The third removal was that of Agrippa Postumus. He had been alongside his elder brothers at the celebrations marking the dedication of the Temple of Mars in 2 BC. In AD 4, Agrippa had been adopted by Augustus. His elevation followed the deaths of his brothers, Gaius and Lucius, and would seem to have been the logical continuation of Augustus’ elevation of his grandchildren.
But Agrippa’s path to power was not smooth. When the Pannonian war broke out in AD 6, Germanicus, not Agrippa, was sent to support Tiberius. Germanicus was just a little older, but the passing-over of Agrippa seems notable. Character weaknesses are cited. But this seems a prelude to his exile, presumably soon after, in part for open opposition to Livia and complaints about his own mistreatment (Dio, 55.32).
Unlike the cases of his mother and sister, the removal of Agrippa does not seem to have sparked a purge in the aristocracy.

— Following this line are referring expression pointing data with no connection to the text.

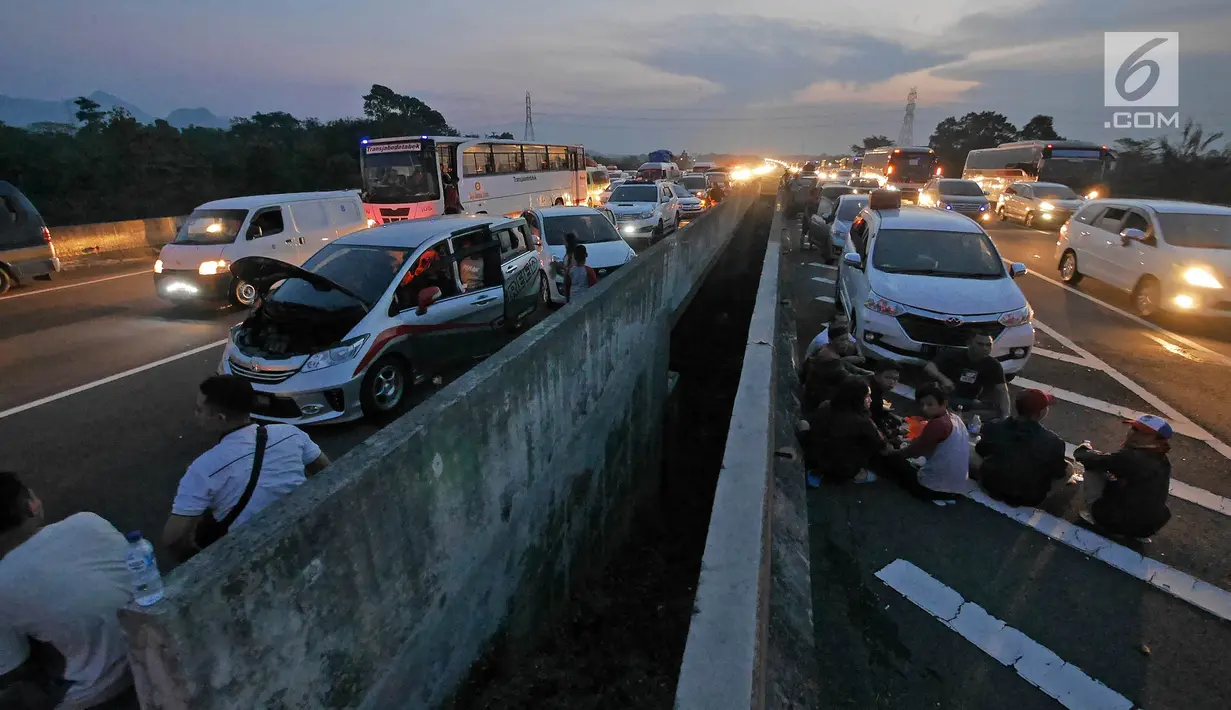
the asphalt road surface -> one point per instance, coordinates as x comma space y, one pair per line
974, 607
97, 388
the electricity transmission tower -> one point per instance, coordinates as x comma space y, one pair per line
528, 134
906, 135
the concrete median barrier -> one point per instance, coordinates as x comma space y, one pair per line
750, 641
461, 527
88, 244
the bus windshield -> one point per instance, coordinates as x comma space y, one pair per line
399, 179
912, 166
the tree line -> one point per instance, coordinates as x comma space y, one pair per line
1188, 167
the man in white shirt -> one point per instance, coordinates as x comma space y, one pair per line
216, 481
60, 585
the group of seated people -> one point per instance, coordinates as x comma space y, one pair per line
851, 434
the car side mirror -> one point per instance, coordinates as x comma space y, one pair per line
427, 297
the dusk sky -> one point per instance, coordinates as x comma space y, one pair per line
766, 76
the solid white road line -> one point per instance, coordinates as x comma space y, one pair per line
1186, 427
1221, 358
1165, 577
1061, 357
1167, 410
27, 406
74, 284
1037, 665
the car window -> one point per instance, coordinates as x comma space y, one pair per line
1087, 214
634, 193
364, 271
1138, 220
1112, 219
478, 261
947, 254
267, 223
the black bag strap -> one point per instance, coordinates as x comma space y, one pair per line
262, 438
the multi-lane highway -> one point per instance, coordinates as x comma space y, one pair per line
99, 388
985, 607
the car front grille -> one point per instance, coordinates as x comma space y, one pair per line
932, 331
264, 377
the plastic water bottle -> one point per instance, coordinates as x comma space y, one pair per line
145, 578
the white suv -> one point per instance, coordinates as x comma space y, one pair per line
916, 281
1170, 255
645, 211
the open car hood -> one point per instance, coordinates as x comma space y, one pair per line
262, 272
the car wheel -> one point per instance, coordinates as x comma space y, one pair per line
384, 388
243, 294
1069, 272
1147, 297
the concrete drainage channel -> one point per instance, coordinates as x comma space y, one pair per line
622, 640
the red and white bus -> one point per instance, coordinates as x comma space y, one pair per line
403, 177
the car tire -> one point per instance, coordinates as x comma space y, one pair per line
384, 388
1067, 267
1147, 297
241, 294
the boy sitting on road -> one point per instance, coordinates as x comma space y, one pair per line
1126, 491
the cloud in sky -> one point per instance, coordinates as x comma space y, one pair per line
773, 75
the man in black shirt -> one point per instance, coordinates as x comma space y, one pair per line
974, 379
1021, 462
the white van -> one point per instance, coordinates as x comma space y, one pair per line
196, 265
655, 171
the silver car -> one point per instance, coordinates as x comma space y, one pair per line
1039, 203
373, 313
962, 196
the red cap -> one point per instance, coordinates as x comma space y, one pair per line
1033, 401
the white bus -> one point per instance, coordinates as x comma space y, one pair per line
404, 177
1081, 165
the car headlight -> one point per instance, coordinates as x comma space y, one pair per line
212, 267
345, 352
1021, 316
1202, 277
883, 305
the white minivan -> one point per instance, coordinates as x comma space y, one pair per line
196, 265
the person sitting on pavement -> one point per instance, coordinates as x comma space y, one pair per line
1017, 459
216, 482
60, 586
946, 447
883, 382
842, 441
1126, 491
825, 370
974, 379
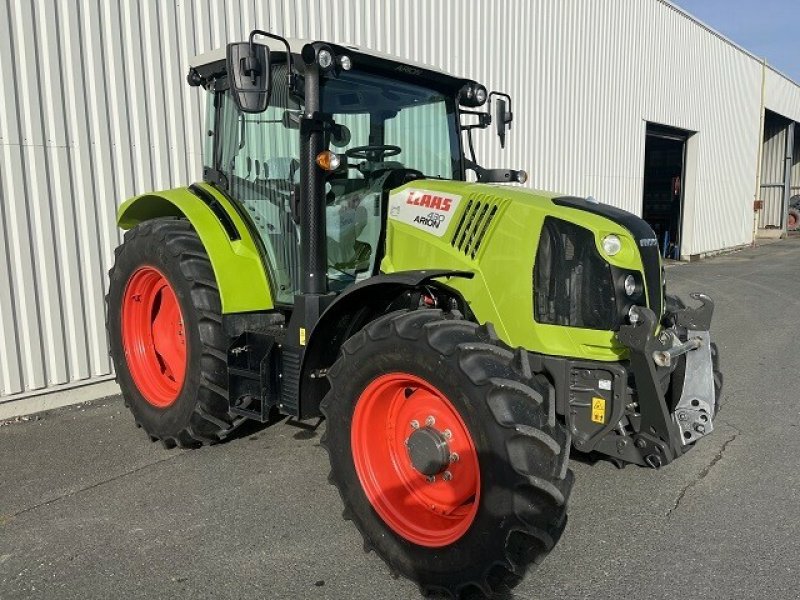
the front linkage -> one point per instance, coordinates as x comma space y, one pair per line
675, 384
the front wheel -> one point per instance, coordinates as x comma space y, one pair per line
446, 451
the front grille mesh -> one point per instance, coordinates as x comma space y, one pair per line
572, 284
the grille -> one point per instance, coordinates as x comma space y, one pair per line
572, 284
474, 225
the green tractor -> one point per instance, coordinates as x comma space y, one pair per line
458, 337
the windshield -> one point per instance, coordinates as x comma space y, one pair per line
403, 125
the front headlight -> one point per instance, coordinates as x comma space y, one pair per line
611, 245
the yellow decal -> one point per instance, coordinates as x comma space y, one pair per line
598, 410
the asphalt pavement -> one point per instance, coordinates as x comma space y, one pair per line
89, 508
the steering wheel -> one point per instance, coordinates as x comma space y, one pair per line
373, 152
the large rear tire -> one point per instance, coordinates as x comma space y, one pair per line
165, 330
410, 391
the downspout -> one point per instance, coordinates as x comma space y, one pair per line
759, 165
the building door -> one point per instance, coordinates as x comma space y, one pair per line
664, 166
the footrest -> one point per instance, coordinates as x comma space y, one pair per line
253, 381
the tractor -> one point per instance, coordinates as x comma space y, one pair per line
346, 258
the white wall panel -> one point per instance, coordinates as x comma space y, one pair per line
94, 109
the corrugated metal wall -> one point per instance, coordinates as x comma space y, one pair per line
94, 108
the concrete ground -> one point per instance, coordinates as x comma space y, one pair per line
90, 509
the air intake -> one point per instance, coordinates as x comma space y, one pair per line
474, 224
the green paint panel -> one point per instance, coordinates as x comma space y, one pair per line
494, 232
240, 272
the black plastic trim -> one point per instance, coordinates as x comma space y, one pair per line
643, 234
218, 210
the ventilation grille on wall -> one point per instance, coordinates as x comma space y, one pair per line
475, 223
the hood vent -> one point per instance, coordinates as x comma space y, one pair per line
475, 222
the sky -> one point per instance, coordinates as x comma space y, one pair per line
768, 28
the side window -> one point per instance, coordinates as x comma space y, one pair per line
258, 153
352, 212
426, 144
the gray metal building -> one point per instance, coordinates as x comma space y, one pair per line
631, 101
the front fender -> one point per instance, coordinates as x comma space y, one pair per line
238, 267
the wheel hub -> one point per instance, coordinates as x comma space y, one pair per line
428, 451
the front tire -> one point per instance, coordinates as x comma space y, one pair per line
165, 330
424, 379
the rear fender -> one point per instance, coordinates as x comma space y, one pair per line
238, 267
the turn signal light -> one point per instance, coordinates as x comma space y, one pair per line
329, 161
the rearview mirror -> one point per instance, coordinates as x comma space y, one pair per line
502, 118
250, 76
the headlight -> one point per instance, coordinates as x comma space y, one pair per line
630, 286
325, 58
611, 245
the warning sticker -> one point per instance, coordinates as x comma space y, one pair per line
424, 209
598, 410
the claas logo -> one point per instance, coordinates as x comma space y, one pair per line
429, 201
430, 220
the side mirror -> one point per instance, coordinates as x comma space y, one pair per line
250, 76
502, 118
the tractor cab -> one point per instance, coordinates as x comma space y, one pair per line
384, 123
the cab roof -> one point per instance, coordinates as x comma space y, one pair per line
214, 61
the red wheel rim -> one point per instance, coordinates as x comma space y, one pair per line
432, 514
153, 336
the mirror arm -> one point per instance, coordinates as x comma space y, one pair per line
290, 61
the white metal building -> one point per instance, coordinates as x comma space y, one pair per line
94, 108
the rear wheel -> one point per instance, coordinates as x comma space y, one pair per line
446, 451
165, 330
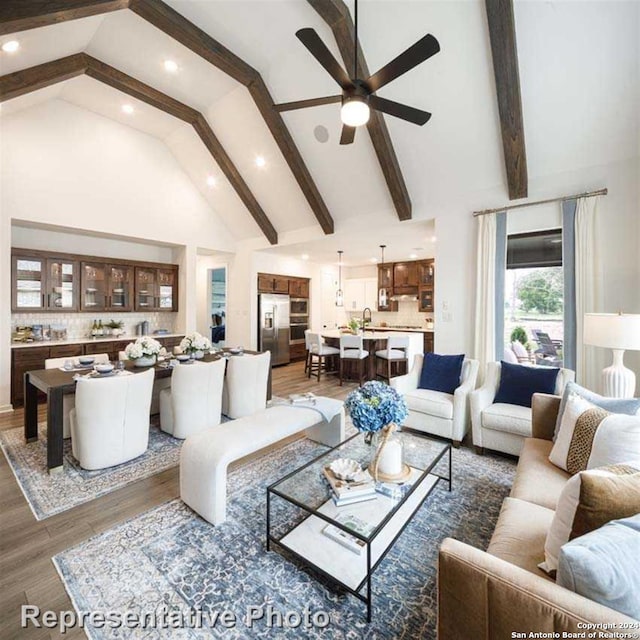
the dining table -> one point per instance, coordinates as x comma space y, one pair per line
56, 383
373, 341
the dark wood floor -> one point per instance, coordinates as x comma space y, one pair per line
27, 575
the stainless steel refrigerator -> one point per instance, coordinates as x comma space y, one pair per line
273, 329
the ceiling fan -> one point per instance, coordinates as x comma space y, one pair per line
358, 95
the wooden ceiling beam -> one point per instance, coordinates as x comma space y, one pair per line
19, 15
504, 51
19, 83
336, 14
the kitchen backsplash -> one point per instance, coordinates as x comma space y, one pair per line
407, 315
78, 325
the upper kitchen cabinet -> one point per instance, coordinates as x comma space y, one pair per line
40, 283
156, 289
105, 287
405, 278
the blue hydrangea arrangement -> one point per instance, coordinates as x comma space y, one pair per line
374, 405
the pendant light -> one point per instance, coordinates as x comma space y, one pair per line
383, 298
339, 295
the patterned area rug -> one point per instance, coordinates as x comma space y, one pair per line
51, 494
171, 563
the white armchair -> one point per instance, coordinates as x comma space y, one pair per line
245, 385
110, 423
69, 399
503, 427
194, 401
436, 412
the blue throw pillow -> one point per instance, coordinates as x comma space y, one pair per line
441, 373
597, 566
628, 406
518, 383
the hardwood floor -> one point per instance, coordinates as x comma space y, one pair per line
27, 575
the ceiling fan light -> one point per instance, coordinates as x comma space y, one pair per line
355, 112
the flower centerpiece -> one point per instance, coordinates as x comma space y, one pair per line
143, 351
376, 409
196, 344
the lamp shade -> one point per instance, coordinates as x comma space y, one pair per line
612, 330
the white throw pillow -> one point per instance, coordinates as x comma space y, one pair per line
563, 520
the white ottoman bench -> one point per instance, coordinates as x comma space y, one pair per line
206, 455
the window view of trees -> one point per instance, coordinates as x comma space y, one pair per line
534, 305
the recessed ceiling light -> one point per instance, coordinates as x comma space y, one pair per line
11, 46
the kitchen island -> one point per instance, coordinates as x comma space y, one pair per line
377, 341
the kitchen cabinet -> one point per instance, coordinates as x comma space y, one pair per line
106, 287
360, 293
41, 283
299, 287
156, 289
46, 281
405, 278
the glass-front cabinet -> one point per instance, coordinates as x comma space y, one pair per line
43, 284
120, 279
167, 289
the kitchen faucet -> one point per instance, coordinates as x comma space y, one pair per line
366, 320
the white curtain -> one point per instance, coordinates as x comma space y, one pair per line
485, 321
589, 360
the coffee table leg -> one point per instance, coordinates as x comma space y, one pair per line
368, 582
55, 435
268, 520
30, 410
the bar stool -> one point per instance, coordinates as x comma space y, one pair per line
396, 352
320, 351
352, 350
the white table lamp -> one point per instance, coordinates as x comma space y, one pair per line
619, 332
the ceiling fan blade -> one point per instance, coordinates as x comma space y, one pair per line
348, 134
303, 104
399, 110
412, 57
321, 53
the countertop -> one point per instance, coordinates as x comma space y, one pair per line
122, 338
401, 329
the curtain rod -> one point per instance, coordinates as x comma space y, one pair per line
588, 194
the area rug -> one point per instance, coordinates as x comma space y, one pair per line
171, 564
50, 494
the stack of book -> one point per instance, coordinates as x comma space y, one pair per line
349, 492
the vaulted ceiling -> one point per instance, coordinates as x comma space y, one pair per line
580, 101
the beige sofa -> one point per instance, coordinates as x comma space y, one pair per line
494, 594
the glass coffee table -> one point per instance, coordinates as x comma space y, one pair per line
300, 507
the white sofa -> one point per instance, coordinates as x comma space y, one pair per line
205, 456
499, 426
436, 412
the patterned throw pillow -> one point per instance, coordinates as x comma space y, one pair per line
591, 437
588, 501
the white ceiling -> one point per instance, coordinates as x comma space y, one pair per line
580, 78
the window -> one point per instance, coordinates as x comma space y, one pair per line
534, 297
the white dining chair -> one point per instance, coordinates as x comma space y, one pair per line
319, 354
396, 353
68, 399
352, 350
194, 401
110, 422
245, 385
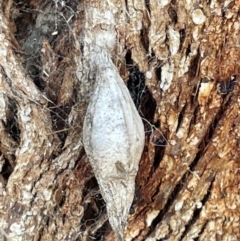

Tiberius had previously shown himself intolerant of potential rivals for the imperial succession and lost out to Gaius and Lucius. In the circumstances of his return, he was in a more powerful position and with Livia also at the heart of the regime, Postumus’ chances of gaining acceptance were slight. His removal cleared the imperial family of possible rivals to Tiberius. In retrospect his murder in AD 14 when Tiberius came to the throne, can be seen as both a reflection of the increasingly brutal dynastic politics of the last decades of the Augustan regime and a harbinger of the brutal factional violence of the Tiberian period.
Of Agrippa and Julia’s children, only Agrippina remained in Rome. She was married to Germanicus and presumably protected by that relationship. Germanicus himself. But with most of her family exiled, her position was likely felt to be precarious and the roots of the conflict between her and Tiberius which were to be so damaging later in the reign were already in place.